The 50th Anniversary of Teutonia was celebrated in grand style on September 26 & 27, 1904, including a parade through the North Side of Pittsburgh.

In 1934, the first floor (or basement) was remodeled. Most of the work was done without compensation by members, and it became a Ratskeller in true German style. In its 80th anniversary year, the organization amended its constitution to honor members of 25 years of service with an honorary “Life Member” membership: This practice continues today. In 1947 the club purchased two adjoining houses to accommodate additions to the Hall, for which $27,000.00 was expended for improvements.

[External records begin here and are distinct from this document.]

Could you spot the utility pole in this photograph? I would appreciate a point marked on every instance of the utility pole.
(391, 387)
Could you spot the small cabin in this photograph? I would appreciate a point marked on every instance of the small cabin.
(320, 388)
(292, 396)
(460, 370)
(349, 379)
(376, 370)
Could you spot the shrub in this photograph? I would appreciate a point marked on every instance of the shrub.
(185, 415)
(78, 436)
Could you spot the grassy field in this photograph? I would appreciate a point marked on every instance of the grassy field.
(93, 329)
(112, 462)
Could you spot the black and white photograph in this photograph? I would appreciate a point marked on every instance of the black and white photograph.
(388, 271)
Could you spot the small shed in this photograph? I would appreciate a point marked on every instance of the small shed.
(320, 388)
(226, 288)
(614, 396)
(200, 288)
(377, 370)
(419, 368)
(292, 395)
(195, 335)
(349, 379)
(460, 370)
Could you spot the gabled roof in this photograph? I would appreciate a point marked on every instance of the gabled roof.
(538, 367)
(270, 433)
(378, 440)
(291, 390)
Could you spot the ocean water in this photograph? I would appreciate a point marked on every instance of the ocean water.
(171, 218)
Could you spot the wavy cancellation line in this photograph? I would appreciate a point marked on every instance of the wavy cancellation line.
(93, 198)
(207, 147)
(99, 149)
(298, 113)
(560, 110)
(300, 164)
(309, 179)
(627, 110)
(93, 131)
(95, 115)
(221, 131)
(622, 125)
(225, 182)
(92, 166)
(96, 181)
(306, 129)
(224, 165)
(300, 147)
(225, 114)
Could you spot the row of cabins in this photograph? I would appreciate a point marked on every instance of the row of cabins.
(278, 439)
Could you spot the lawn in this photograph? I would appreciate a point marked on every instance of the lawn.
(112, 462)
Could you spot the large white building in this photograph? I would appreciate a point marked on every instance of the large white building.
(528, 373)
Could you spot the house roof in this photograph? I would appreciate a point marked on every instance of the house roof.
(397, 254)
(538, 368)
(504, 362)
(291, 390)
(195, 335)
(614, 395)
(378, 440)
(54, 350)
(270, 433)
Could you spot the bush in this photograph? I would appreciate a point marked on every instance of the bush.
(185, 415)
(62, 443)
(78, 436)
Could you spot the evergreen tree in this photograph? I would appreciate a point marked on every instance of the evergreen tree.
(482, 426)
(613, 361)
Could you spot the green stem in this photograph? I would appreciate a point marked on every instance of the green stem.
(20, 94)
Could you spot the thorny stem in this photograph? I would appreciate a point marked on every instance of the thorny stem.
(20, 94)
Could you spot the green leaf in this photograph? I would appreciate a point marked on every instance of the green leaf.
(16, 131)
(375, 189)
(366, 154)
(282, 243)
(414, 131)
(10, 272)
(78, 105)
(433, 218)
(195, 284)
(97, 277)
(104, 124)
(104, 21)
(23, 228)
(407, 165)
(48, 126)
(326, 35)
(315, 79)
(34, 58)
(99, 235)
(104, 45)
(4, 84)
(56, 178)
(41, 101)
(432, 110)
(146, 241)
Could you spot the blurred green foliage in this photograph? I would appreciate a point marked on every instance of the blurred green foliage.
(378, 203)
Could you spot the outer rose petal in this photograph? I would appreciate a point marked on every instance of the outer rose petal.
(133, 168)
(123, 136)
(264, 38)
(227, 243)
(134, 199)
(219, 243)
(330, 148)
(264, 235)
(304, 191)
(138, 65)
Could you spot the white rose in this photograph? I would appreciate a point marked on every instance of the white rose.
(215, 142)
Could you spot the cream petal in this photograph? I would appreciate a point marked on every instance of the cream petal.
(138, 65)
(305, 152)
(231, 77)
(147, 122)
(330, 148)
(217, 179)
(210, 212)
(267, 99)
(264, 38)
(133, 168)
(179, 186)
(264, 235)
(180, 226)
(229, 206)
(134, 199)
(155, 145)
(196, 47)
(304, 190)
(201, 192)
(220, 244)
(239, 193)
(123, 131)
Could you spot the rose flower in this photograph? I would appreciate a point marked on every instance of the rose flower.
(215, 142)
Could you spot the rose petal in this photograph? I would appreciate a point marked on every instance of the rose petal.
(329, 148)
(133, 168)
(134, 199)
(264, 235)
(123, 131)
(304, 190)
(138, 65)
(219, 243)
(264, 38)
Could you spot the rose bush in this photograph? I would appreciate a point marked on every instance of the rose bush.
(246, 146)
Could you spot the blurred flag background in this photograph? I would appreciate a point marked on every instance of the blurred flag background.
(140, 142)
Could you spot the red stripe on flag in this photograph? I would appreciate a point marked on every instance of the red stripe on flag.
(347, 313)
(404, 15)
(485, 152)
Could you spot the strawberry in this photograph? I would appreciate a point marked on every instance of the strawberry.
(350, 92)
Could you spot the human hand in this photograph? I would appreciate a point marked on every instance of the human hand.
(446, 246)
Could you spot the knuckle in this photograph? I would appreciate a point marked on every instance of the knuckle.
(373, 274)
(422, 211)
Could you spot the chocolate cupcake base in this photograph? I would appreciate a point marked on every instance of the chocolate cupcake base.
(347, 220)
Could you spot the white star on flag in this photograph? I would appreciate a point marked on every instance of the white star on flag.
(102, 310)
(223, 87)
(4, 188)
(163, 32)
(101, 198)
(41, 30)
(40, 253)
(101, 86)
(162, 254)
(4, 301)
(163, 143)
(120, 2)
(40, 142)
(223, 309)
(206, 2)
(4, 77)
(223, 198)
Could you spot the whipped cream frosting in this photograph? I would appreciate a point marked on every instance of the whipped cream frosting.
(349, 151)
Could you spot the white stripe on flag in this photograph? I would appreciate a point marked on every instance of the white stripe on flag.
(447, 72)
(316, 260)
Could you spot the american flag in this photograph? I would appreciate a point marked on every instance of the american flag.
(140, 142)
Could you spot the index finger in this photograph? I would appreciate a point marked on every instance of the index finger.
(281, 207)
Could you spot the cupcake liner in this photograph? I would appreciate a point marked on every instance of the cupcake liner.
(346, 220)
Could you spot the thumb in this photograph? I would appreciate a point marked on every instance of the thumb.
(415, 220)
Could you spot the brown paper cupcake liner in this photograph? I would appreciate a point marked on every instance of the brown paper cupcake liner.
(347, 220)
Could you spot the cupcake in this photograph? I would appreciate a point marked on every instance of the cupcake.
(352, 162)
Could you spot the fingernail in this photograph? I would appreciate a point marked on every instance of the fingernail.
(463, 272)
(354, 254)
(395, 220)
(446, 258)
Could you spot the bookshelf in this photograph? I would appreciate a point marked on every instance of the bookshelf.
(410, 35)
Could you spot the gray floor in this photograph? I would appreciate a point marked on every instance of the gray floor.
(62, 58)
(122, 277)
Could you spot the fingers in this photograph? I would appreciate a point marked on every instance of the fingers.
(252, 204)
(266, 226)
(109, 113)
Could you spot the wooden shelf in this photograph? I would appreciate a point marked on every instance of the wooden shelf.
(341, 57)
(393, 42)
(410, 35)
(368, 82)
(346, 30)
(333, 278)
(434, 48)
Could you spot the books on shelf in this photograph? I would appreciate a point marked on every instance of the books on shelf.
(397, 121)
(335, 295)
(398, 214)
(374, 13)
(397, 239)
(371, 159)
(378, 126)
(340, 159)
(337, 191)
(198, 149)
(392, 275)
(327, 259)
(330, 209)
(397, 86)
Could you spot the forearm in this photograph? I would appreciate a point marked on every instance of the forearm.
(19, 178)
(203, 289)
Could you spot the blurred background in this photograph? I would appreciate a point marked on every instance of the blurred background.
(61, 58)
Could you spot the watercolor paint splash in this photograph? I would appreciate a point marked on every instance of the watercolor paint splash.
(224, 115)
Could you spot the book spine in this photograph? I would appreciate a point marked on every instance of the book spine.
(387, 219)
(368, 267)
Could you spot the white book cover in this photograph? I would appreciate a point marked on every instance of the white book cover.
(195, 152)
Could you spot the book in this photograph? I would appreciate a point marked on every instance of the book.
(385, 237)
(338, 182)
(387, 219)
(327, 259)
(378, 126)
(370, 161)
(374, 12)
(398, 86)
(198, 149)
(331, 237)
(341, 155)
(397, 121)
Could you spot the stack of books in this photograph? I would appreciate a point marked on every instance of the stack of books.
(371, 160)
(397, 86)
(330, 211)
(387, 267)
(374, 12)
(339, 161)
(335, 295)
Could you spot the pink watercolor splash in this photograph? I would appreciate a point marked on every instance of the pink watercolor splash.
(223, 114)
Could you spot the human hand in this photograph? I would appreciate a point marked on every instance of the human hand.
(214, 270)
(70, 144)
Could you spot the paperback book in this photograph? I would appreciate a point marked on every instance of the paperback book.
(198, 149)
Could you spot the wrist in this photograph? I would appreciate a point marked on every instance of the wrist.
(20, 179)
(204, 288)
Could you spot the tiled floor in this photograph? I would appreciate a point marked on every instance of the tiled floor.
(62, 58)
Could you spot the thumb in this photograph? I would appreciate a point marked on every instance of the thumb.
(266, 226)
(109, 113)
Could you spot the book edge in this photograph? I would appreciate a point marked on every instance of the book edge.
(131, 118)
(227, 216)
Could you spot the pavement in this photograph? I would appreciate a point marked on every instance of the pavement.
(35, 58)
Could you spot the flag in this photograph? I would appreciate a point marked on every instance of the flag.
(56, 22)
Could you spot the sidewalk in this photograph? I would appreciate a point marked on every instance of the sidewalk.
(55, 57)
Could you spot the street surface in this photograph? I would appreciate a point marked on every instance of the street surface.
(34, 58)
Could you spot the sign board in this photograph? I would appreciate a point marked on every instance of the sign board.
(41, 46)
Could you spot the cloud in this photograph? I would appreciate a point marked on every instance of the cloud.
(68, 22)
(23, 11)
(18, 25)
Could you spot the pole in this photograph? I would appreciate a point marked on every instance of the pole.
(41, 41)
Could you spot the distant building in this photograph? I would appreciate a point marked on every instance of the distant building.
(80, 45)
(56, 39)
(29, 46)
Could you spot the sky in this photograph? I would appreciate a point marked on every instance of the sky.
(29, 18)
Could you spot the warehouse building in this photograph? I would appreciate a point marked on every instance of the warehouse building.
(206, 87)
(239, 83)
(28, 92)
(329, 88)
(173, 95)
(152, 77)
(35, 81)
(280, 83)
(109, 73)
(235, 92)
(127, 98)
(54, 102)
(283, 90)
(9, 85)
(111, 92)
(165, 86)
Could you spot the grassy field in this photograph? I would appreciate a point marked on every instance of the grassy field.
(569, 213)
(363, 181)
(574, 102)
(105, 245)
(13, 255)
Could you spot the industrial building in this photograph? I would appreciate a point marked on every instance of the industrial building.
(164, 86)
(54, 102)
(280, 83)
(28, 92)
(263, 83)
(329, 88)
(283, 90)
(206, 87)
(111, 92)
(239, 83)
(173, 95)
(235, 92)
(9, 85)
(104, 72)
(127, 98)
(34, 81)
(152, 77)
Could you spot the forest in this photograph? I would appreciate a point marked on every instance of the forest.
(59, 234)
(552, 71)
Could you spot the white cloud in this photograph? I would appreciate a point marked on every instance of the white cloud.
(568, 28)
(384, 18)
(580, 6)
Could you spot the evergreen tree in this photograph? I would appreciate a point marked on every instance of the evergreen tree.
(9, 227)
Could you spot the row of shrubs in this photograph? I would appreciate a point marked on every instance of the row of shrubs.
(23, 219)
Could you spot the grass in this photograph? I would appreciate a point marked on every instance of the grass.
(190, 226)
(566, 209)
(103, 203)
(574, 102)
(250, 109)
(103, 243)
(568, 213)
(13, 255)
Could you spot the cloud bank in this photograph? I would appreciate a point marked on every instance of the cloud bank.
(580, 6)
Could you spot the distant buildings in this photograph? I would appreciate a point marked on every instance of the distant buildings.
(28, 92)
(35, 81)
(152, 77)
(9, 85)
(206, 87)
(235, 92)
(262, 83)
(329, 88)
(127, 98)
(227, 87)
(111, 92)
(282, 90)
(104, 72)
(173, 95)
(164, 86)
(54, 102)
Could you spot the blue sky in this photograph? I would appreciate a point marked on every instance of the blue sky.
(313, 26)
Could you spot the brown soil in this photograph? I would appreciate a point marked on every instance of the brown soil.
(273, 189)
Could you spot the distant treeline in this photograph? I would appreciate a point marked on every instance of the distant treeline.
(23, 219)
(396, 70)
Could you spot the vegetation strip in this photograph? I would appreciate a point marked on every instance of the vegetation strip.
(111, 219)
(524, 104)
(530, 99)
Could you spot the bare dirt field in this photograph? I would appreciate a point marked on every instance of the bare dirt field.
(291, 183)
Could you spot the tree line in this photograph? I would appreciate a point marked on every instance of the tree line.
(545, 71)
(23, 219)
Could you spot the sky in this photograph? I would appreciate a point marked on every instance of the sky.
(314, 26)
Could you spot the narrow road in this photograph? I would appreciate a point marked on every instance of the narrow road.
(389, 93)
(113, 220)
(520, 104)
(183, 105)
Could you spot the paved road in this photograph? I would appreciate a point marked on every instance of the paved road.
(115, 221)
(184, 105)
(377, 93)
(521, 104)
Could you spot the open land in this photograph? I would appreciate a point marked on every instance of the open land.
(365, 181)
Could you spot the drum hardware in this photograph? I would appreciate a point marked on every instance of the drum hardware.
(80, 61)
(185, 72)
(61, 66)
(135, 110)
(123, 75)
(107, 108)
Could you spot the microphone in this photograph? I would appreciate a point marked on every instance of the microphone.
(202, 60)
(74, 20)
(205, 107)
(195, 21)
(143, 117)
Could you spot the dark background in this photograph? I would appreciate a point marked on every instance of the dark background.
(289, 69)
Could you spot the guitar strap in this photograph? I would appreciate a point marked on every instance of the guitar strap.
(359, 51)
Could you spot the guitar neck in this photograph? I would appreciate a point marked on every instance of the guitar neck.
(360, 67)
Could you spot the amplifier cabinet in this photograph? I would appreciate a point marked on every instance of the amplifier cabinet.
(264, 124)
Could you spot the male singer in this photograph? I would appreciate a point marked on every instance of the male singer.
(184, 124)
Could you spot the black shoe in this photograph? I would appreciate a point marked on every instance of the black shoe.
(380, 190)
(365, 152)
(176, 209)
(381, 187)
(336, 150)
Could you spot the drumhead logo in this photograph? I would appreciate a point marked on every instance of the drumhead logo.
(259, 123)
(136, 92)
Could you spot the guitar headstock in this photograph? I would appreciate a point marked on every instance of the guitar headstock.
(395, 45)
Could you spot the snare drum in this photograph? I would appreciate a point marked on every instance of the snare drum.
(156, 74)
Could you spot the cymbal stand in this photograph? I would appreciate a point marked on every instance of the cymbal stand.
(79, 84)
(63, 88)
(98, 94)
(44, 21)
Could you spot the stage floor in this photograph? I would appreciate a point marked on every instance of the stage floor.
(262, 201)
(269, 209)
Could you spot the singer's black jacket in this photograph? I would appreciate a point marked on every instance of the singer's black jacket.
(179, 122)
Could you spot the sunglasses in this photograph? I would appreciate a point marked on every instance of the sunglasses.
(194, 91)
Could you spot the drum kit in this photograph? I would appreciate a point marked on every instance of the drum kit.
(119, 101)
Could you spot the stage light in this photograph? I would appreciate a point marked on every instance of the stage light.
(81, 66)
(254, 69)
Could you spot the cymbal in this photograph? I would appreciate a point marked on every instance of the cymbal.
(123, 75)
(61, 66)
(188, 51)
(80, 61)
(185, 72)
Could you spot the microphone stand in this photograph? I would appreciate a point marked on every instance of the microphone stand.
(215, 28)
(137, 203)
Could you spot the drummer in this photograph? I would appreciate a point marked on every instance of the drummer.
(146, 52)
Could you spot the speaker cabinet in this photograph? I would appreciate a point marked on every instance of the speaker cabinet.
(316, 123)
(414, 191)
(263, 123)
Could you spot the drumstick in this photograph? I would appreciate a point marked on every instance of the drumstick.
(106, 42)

The 100-year Centennial was celebrated in 1954, and on May 16 that year a banquet was held in the upper Sängerhall as well as a concert at Pittsburgh's Carnegie Music Hall on Saturday, June 12, 1954. At the time there were 897 members, including 65 singers in the Male Chorus and 45 singers in the Ladies Chorus.

In 1979, Teutonia celebrated its 125th anniversary, and Seven German Coats of Arms were donated to the club. The crests designate various areas of Germany and are now permanent fixtures on the walls of the upstairs Sängerhall.

Many improvements were made during the 1980s and 1990s. All outside walls were restored, air conditioning was added to the upstairs Sängerhall and kitchen, and bar equipment was replaced. In very recent years members have erected an outdoor Biergarten adjacent to the structure to enhance the club's social gathering opportunities.